Mais ce n’est qu’à partir des années 1990 que la socio-histoire apparaît en succédant à l’histoire économique et sociale des années 1950-1960. Cette nouvelle discipline reprend également le tournant de l’anthropologie des années 1970 : elle étudie les individus réels dans le cadre de leurs activités quotidiennes, en laissant les entités collectives définies à l’aide de critère objectifs[1]. Depuis les années 1990, la définition de la socio-histoire n’est pas entièrement établie et elle est amenée à évoluer[1].

D'après Gérard Noiriel, la socio-histoire combine les « principes fondateurs » des deux disciplines[2]. Parmi les précurseurs de la socio-histoire, on compte les figures clés suivantes : Marc Bloch (historien), François Simiand et Maurice Halbwachs (sociologues durkheimiens) ainsi que Norbert Elias (sociologie historique). Leurs différents apports à la connaissance du monde social apparaissent comme fondamentaux. D'autres sociologues, comme Max Weber ou Pierre Bourdieu ont nourri la réflexion de la socio-histoire, même si cette dernière n'adopte pas les mêmes ambitions théoriques[3]. Les principes fondamentaux de la recherche historique, la méthode critique des sources, l'historicisation des concepts et des catégories employés sont couplés avec l'étude des faits sociaux, leur processus et leur temporalité[4].

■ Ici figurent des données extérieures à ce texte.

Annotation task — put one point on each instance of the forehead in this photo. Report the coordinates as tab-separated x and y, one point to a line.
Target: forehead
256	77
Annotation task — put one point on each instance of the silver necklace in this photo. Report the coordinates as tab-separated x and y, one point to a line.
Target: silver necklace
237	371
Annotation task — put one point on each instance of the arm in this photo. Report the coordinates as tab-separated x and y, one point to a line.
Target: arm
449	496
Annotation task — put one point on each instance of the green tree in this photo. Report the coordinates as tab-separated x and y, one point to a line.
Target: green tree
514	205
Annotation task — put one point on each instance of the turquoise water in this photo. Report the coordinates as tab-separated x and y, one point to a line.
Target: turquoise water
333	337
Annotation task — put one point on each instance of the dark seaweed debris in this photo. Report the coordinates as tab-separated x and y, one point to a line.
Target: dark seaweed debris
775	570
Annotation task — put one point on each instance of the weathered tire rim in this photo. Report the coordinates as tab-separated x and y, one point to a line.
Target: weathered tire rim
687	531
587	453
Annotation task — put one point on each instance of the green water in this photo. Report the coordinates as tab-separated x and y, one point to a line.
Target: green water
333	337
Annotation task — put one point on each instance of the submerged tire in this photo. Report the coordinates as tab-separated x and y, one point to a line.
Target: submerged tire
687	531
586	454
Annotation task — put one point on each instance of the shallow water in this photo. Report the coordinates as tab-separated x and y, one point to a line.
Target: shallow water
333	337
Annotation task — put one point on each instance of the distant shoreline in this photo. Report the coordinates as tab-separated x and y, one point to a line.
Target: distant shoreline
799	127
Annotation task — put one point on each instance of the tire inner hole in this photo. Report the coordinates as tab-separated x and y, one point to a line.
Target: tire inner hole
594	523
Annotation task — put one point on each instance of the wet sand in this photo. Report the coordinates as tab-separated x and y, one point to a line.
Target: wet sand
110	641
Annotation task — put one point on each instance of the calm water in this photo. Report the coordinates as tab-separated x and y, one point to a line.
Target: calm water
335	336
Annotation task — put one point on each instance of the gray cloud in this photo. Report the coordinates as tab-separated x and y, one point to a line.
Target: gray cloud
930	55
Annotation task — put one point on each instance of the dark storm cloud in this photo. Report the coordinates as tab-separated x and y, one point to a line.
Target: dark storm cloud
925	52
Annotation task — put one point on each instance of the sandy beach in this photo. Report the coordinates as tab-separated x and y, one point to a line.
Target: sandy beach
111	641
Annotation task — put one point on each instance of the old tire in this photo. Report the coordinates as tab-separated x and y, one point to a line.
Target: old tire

Principes de la socio-histoire modifier

La socio-histoire consiste en l'étude du passé dans le présent. Selon Norbert Elias: « Le socio-historien veut mettre en lumière l'historicité du monde dans lequel nous vivons, pour mieux comprendre comment le passé pèse sur le présent »[5]. Autrement dit, il s'agit de découvrir comment les choses fonctionnent et non ce qui se joue[6]. Cette approche implique une analyse qui reprend des principes de la sociologie.

Par exemple, l'analyse des relations à distance : « Grâce l'invention de l'écriture et de la monnaie, grâce au progrès techniques, les hommes ont pu nouer entre eux des liens dépassant largement la sphère des échanges directs, fondés sur l'interconnaissance »[7]. C’est-à-dire, en empruntant à la sociologie l'intérêt pour le « lien social », la socio-histoire étudie les relations à distance. Elles sont de fait au centre de son analyse. Cela lui permet de dénouer et révéler « les fils invisibles » qui relient des gens qui ne se connaissent pas entre eux et d'en étudier les différentes formes d'interdépendance.

En reprenant aussi le vocabulaire spécifique à la sociologie pour signifier les relations sociales entre les individus et les interdépendances : « configuration », « groupement », « communauté », « groupes/catégories socio-professionnels », « groupes socio-administratifs »[8]. La socio-histoire ne rejette pas tous les courants. Ceux-ci ont leurs légitimités propres, offrant des outils qui permettent d’éclairer certains aspects de la réalité. La discipline s’applique surtout à toutes les périodes en rejetant la distinction des périodes par la chronologie[9]. Le socio-historien rejette également la confusion entre science et politique tout comme entre l’histoire et la mémoire. Il entend se démettre de tout jugement de valeurs et respecter la distanciation nécessaire par rapport au sujet étudié. En d’autres termes, la socio-histoire s'intéresse à la « genèse » des phénomènes qu'elle étudie[10].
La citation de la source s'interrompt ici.